Исраиль Яковлевич откровенно опешил:
— А это ещё как?!
— Я ведь не один. Вчера в лесу сидели, светлое время пережидали. А тут немец рядом останавливается, на «Бюссинге», здоровенном таком. То ли с мотором у них что было, то ли ещё что… Словом, один остался ковыряться, а двое в лесок зашли. Ну, мы их и того…
— ?!
— В ножи, чтобы не шуметь. Потом водителя кончили, мотор запустили — и вперёд, через линию фронта. Мы же не знали, что здесь штаб армии. Вот и заехали…
— Да… Появились вы здорово! Мы уж решили, что немцы прорвались. Все оружие похватали, и наружу… Ну, ладно, старший лейтенант. Верю. Проверку заканчиваем. Летать можешь?
— Так точно, могу. И хочу. Очень хочу! — Столяров скрипнул зубами, будто его челюсти свело сильнейшей судорогой. — Я там такого насмотрелся, товарищ старший майор… Бить их, гадов, до последнего, под корень!

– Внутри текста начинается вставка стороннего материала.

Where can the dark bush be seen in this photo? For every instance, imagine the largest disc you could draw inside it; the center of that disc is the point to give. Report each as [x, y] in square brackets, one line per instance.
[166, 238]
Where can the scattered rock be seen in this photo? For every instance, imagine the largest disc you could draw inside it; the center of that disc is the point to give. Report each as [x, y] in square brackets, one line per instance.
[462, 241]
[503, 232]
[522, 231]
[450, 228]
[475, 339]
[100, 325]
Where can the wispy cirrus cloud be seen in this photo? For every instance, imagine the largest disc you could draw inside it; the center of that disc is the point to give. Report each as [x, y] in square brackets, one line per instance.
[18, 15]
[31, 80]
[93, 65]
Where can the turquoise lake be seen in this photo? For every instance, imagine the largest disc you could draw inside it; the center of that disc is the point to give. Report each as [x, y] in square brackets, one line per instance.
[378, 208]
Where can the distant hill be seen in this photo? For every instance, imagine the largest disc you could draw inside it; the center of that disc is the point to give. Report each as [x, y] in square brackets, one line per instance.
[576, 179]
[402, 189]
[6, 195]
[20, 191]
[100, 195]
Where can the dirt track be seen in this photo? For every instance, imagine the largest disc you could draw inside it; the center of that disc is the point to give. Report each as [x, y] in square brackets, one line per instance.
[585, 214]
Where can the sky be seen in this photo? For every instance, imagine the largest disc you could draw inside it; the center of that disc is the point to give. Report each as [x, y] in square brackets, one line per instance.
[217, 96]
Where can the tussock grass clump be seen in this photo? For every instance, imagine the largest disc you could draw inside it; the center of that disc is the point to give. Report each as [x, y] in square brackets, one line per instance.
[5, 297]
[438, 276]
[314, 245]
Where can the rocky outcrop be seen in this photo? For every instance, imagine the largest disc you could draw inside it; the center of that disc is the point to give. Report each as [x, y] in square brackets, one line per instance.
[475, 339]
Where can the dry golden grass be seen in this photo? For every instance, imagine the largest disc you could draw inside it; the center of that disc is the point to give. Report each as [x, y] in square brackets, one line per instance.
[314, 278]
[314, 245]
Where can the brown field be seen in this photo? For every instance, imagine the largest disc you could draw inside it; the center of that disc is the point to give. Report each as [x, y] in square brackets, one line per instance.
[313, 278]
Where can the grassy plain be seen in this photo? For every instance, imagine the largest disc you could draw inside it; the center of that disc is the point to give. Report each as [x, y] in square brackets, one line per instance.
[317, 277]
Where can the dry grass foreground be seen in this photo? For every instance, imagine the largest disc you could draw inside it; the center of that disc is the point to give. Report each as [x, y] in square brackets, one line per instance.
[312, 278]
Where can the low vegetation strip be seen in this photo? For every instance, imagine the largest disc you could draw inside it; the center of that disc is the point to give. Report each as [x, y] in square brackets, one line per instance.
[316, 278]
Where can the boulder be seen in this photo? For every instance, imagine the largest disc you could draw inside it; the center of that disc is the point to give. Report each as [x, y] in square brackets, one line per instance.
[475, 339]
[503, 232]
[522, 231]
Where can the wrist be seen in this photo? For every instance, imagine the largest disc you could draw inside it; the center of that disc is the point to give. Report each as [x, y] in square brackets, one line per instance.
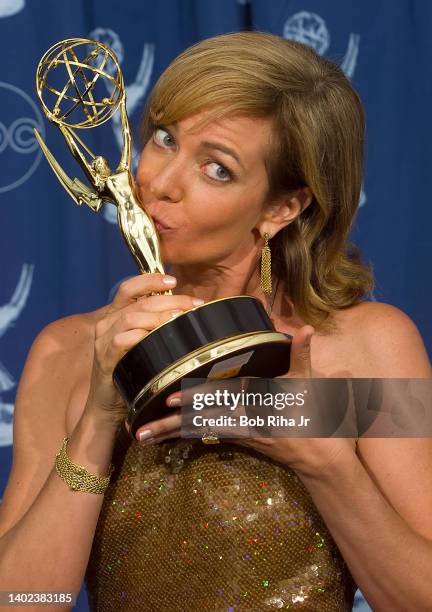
[342, 463]
[106, 420]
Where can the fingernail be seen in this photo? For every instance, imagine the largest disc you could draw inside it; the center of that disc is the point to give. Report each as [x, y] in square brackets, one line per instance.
[169, 280]
[148, 442]
[174, 401]
[144, 435]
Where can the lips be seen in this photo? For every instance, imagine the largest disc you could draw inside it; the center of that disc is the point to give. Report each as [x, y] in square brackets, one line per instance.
[160, 224]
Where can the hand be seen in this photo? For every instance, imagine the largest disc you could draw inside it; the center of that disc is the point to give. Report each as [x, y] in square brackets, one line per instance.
[127, 320]
[311, 457]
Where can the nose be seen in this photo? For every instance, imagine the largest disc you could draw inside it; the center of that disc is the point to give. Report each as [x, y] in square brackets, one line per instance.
[166, 184]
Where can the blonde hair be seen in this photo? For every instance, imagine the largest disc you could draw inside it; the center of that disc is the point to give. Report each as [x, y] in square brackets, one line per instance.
[318, 127]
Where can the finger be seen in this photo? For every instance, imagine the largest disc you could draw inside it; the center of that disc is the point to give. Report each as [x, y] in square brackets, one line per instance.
[143, 284]
[128, 320]
[170, 436]
[300, 361]
[159, 428]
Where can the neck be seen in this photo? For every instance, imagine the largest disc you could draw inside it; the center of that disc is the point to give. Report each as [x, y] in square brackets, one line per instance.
[219, 281]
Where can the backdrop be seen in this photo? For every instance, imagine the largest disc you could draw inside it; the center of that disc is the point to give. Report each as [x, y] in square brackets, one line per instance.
[58, 259]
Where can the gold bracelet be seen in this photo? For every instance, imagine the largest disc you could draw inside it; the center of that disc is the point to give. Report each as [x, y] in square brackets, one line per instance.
[77, 477]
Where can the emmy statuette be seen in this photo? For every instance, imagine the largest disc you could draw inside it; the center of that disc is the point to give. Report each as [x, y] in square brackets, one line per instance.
[80, 85]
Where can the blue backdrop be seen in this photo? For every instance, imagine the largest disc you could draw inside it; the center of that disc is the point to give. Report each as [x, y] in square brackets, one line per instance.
[58, 259]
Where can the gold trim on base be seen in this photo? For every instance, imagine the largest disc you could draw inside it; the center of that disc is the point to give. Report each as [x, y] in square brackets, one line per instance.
[200, 357]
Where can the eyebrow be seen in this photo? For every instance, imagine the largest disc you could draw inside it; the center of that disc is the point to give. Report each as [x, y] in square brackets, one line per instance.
[220, 147]
[217, 146]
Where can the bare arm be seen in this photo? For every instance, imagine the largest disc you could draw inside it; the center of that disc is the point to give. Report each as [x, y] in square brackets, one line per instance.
[377, 505]
[46, 530]
[44, 526]
[57, 531]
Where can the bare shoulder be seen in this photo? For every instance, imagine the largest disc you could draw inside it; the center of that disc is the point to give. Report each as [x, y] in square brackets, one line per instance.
[55, 365]
[386, 340]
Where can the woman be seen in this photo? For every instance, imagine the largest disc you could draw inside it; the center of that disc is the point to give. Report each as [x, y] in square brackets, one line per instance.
[245, 135]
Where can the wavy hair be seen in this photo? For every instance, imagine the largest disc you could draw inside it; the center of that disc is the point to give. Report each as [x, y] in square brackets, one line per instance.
[318, 138]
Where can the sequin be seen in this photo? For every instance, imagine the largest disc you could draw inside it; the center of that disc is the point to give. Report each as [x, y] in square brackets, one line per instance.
[218, 529]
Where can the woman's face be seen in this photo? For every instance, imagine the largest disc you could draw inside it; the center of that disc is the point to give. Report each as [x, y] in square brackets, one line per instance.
[206, 189]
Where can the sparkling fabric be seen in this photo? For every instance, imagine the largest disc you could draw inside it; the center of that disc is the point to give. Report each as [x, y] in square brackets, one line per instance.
[188, 527]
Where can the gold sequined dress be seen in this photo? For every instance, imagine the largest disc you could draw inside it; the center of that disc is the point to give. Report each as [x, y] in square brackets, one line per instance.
[193, 528]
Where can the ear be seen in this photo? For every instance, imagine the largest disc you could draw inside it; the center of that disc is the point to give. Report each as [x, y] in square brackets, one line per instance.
[283, 211]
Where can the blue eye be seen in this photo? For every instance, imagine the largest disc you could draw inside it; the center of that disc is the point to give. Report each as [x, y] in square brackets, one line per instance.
[163, 138]
[219, 172]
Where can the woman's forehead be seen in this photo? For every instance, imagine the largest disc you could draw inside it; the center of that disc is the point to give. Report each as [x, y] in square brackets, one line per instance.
[246, 132]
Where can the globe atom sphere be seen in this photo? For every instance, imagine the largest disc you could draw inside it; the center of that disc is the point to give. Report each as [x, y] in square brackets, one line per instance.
[79, 83]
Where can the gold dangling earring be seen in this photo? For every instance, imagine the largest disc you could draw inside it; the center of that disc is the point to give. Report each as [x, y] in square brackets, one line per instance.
[266, 284]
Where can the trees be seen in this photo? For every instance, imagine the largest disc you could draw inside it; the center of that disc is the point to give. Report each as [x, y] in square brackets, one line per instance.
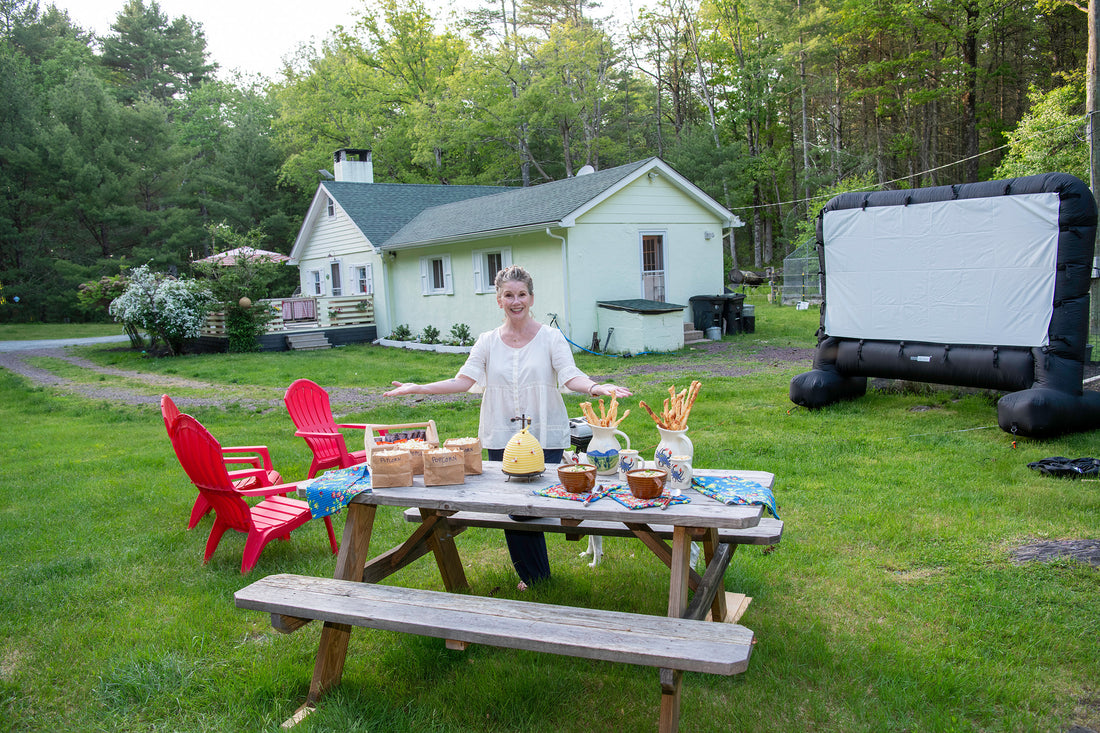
[152, 56]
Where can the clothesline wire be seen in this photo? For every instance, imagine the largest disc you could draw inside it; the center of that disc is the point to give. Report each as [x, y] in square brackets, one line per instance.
[1076, 121]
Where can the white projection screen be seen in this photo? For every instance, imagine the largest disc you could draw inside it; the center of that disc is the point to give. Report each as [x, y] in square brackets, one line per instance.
[944, 272]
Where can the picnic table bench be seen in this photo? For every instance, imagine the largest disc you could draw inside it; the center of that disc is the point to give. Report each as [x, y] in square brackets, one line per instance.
[680, 642]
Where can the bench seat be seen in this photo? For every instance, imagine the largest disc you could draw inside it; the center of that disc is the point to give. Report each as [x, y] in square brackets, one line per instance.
[677, 644]
[768, 532]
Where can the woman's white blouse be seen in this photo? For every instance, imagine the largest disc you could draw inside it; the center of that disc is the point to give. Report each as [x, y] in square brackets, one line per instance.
[523, 381]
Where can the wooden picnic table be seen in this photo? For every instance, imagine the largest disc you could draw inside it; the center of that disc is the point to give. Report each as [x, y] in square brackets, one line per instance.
[494, 492]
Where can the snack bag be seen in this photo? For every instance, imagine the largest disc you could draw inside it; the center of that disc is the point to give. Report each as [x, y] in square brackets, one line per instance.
[471, 452]
[391, 468]
[443, 467]
[416, 449]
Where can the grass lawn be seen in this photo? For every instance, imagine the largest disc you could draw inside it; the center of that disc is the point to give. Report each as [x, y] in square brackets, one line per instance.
[892, 603]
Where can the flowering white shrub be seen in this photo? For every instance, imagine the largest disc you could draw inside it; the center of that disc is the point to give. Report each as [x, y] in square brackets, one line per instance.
[168, 308]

— Выписываю вам направление в ЗАП, товарищ Столяров. Пойдёте учиться на «Ил-2». Слыхали:
— А как же, товарищ старший майор. Слыхал.
— Штурмовик товарища Ильюшина. Бронированный. Немцы его как чумы боятся…
— Есть, товарищ старший майор! Благодарю за доверие! Служу Советскому Союзу!
— Отдыхайте пока, Владимир Николаевич, а утром — в путь!
— Есть!..
* * *
…Ну, вот и снова стучат колёса, да вёрсты вдаль убегают. Мелькают столбы. Мы опять едем в Москву. Весь эшелон забит беженцами, молча глядящими на нас, недавних лётчиков, танкистов, пехотинцев с немым укором.
Нет, нас никто не попрекает, все видят, что мы не трусы, что нас просто выводят на переформирование, но в их глазах я все-равно читаю этот укор и затаенную, глубоко-глубоко запрятанную обиду. Бросили нас? Подставили под бомбы?..
Тяжело, ох как тяжело, даже кусок хлеба и тот поперёк горла становится. Обидно. И еще часто вспоминается Дарья — я ведь видел ее тогда, в плену. Нас в сарай вели, а её, на ходу срывая одежду, тащили пехотинцы — торопились, гады. До сих пор в ушах крик её стоит…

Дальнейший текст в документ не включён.